Darren snorted. "Yeah, hindsight's brutal."

...

Their last stop was, of course, the Captain America Memorial Museum.

Steve didn't say a word when they bought the tickets. He just stared at the cashier, handed over his money, and sighed.

"Charging me to see my own house. America really doesn't miss a beat."

Inside, the exhibits were immaculate. Every photograph, every artifact , from his shield to the torn flag he once wore on his chest , glimmered behind glass.

Even his old apartment had been recreated down to the smallest detail. The bed, the table, the framed photographs... and, unfortunately, one very specific magazine on the nightstand.

The cover was a pin-up girl from 1943.

And the magazine was... stained.

A card next to it read:

"Captain America's favorite reading material. Preserved with authentic, possibly personal traces."

Steve's entire face turned crimson.

"W-what!? That's not, that's not what it looks like! That magazine belonged to Bucky! I spilled milk on it, I swear!"

Darren stepped back, holding up his hands. "Of course. I believe you."
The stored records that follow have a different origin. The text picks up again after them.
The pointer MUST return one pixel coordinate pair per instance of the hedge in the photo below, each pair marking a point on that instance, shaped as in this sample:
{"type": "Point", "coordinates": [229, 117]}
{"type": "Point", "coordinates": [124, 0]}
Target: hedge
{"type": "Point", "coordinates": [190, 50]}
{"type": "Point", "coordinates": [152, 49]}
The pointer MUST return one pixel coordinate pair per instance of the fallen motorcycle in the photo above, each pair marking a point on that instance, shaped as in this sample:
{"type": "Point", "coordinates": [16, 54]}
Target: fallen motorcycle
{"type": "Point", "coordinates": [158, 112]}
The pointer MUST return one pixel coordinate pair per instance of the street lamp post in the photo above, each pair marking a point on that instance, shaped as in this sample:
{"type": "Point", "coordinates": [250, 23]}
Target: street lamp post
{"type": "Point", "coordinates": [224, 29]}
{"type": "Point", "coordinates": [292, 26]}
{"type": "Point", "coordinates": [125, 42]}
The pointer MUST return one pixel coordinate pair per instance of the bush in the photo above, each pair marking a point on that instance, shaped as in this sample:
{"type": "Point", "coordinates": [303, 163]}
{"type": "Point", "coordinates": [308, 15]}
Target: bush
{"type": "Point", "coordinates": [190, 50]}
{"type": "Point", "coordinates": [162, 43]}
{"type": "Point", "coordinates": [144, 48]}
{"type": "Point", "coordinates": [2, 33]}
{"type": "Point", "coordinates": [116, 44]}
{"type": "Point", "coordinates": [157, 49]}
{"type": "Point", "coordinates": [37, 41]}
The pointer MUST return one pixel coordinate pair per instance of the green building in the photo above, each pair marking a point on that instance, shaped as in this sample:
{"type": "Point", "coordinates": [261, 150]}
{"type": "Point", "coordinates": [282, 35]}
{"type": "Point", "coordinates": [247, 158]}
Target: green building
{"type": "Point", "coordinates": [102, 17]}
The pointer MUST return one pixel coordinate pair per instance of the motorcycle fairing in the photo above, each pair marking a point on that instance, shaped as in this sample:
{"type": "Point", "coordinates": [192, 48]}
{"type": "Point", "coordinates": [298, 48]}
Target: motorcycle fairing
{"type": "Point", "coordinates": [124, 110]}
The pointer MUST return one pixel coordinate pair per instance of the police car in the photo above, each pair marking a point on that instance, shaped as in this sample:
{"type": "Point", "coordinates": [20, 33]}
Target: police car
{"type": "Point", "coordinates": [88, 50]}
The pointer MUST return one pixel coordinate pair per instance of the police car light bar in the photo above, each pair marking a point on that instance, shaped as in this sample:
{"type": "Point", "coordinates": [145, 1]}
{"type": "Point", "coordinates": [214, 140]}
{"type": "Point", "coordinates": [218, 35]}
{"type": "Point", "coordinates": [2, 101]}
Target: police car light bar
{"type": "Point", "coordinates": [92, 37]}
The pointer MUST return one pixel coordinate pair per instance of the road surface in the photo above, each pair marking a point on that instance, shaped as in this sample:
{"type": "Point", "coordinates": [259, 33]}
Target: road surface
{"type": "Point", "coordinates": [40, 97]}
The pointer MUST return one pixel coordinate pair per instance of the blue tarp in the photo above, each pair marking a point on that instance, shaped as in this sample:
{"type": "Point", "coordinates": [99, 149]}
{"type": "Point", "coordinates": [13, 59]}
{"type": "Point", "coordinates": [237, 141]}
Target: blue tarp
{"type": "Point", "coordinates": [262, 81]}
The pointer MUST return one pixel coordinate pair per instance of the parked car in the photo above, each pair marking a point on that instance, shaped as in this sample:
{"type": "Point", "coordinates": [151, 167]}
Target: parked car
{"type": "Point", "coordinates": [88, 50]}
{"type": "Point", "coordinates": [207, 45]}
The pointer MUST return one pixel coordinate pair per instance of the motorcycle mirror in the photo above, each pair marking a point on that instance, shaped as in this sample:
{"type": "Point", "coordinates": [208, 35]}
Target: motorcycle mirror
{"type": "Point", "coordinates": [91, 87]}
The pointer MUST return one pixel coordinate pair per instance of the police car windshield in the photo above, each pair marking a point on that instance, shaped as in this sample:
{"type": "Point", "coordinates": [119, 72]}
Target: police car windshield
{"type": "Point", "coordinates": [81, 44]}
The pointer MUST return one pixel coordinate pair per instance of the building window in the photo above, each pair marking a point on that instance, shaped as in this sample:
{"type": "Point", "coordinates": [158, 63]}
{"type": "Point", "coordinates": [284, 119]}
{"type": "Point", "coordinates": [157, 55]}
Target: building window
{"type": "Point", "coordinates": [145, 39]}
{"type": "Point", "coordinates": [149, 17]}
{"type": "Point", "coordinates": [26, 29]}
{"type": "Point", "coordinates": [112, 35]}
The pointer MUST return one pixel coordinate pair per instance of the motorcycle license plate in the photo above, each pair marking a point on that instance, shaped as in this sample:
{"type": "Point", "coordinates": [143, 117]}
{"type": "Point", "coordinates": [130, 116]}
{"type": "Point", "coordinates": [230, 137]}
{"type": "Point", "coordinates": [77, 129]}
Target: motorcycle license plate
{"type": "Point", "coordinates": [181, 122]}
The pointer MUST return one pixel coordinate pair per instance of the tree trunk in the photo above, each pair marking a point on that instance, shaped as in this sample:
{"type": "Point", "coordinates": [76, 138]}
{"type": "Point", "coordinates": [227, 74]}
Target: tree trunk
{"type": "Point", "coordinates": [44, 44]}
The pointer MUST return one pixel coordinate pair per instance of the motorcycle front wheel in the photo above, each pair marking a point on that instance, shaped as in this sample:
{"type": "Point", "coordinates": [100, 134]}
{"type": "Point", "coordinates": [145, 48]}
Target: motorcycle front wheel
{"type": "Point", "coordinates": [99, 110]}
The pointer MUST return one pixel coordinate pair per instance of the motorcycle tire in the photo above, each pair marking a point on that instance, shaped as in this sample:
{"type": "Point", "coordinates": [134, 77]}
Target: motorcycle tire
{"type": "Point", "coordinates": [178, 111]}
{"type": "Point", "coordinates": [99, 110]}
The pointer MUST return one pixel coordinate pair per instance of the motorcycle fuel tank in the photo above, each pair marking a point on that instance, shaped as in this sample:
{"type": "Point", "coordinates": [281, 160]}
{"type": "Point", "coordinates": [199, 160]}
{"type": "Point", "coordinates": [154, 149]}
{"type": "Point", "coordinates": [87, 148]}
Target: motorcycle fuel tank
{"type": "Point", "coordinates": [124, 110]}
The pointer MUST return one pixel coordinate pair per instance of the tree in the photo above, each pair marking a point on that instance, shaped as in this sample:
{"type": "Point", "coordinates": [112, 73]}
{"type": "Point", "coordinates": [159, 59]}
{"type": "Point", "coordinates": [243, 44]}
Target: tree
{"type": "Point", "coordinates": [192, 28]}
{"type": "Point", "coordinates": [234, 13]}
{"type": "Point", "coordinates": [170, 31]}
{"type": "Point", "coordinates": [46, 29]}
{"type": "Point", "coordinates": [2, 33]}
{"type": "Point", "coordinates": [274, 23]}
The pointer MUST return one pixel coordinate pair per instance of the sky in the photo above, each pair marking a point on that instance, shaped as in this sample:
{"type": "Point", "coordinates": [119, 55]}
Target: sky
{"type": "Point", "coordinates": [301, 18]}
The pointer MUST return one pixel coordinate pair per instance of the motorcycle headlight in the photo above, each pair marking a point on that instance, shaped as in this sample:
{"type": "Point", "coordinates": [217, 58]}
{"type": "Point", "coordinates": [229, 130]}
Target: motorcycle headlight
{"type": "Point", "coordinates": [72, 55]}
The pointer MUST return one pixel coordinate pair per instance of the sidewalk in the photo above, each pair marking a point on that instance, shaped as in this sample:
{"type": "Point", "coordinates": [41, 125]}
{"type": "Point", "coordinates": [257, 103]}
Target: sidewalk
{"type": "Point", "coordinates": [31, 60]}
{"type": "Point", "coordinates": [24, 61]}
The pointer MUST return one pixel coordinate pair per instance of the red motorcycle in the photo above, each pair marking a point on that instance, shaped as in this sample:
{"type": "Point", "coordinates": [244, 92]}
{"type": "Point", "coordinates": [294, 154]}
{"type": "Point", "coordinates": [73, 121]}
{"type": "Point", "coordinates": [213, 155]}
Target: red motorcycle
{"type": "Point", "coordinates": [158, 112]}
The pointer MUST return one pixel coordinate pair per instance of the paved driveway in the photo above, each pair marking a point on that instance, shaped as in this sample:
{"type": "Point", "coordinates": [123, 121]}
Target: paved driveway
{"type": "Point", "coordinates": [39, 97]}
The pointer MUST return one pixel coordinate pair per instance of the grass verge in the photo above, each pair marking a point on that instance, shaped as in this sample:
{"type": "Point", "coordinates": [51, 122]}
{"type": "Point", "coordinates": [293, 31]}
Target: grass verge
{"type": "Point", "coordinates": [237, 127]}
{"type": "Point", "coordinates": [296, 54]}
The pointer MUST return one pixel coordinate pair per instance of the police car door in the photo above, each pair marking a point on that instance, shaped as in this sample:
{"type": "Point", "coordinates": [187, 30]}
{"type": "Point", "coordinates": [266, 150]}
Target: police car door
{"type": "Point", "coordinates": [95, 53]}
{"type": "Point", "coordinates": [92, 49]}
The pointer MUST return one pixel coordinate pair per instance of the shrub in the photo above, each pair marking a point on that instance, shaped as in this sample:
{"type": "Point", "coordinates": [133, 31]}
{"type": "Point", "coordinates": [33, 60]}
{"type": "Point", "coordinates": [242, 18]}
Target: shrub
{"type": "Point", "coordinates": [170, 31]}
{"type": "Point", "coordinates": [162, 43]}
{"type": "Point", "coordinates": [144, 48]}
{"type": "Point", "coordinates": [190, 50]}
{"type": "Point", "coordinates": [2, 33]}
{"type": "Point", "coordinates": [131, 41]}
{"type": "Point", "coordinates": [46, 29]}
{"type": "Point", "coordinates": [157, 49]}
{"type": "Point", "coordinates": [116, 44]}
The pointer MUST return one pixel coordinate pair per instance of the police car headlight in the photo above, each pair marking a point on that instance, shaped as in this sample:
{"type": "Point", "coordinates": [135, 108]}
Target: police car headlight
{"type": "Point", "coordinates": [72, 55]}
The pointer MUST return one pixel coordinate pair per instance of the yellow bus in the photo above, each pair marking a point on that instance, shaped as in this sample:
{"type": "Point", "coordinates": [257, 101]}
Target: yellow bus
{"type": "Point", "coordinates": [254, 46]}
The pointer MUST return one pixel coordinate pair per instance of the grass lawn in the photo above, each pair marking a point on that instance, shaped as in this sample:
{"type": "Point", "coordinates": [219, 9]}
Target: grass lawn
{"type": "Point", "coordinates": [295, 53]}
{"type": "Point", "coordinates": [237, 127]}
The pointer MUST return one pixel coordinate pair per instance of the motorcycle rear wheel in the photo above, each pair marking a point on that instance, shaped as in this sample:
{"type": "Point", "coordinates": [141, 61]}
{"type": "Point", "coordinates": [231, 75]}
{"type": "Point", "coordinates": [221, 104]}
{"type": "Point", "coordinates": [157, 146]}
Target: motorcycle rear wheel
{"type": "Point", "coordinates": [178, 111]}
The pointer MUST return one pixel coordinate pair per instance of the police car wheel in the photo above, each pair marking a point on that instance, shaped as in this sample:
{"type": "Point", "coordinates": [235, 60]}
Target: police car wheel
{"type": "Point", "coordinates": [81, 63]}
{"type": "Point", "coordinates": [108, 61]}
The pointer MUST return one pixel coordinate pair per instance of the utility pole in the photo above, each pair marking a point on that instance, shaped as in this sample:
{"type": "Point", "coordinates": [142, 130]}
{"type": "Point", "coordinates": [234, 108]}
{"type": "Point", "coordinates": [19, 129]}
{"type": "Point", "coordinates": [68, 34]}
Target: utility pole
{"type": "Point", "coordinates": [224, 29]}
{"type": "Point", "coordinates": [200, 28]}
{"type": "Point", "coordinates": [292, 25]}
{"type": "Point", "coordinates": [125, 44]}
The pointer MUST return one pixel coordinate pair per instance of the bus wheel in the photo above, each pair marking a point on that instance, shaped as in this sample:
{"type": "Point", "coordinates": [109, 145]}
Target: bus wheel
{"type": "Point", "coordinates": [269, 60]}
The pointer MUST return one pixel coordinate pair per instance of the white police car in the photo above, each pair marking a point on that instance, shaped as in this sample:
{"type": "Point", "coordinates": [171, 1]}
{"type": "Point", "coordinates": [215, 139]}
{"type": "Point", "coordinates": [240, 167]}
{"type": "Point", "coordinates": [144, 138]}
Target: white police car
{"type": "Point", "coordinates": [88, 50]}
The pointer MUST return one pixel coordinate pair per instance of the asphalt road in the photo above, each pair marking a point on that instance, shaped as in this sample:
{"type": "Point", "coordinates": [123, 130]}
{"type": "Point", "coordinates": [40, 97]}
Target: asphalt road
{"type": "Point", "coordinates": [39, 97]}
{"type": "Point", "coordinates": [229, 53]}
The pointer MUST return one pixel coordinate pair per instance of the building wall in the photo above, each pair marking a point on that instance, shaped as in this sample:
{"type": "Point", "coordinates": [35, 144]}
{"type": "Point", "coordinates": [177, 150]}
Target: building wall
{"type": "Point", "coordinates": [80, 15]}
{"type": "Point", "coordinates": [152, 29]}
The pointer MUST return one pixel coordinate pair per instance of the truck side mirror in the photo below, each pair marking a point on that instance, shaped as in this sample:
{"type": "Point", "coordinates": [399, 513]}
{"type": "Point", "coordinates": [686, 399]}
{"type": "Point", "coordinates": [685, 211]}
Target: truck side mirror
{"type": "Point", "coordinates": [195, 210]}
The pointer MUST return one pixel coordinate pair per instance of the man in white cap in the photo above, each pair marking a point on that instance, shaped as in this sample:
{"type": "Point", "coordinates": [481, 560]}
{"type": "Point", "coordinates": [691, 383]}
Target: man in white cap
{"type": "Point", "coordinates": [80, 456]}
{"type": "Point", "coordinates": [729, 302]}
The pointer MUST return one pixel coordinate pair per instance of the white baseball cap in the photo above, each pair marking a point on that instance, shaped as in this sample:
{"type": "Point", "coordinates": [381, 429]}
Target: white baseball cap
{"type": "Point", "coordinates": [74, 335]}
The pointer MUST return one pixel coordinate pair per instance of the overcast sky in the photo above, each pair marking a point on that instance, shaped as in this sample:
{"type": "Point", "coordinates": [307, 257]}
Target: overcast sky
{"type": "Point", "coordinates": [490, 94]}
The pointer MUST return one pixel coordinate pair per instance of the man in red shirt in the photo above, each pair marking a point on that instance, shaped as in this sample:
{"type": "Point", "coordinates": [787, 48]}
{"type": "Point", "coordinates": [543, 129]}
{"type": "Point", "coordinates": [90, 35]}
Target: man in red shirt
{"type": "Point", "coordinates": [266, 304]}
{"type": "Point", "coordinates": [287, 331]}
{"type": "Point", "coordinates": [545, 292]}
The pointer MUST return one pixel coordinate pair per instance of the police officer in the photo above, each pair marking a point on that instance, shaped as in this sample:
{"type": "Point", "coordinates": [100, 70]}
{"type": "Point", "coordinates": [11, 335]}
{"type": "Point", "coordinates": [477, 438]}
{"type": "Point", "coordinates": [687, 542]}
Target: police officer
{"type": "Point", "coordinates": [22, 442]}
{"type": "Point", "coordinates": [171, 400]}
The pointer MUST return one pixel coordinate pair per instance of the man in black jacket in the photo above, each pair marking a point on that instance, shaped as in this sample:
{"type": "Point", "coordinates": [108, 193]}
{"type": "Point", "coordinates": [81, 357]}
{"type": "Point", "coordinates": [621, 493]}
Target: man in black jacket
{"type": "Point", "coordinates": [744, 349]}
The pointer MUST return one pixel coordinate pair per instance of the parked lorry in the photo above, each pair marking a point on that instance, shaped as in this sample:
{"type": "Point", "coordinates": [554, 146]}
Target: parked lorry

He didn't. His body language screamed nope.

Steve shot him a glare that could melt steel.

Before the argument could escalate, a familiar young voice called out behind them.

"Mr. Darren? Is that you?"

They turned.

It was Peter Parker , camera slung around his neck, eyes bright with excitement.

"Peter? What are you doing here?" Darren asked.

Peter grinned sheepishly. "Well, since our school's still under repair, our teacher told us to pick a famous figure and write a report. I chose Captain America , he's been my hero since I was a kid! So I came to gather material."

Steve blinked, surprised. "You… you look up to me?"

Peter nodded eagerly. "Of course! You're the original superhero!"

The warmth in Steve's chest returned for a brief, fleeting second , until Peter's next words shattered it completely.

"Oh my god!" Peter gasped, pointing at the nightstand. "Is that your magazine? Wow! Even Captain America liked this kind of stuff!"

Click! Click! Click!

The sound of rapid camera shutters filled the air.

Steve's soul visibly left his body.

"Kid…" he said, voice trembling. "Stop. Taking. Pictures."

Peter didn't even look up. "This is historic evidence! I can't believe the great Captain America was into vintage pin-ups!"

Darren turned away, shoulders shaking from laughter he couldn't hold in.

Steve Rogers, American icon, symbol of virtue , now forever immortalized as the man who fought Nazis by day and ogled bombshells by night.

...

Steve buried his face in his hands. "I hate this century."

Darren patted him on the back. "Welcome to the future, pal."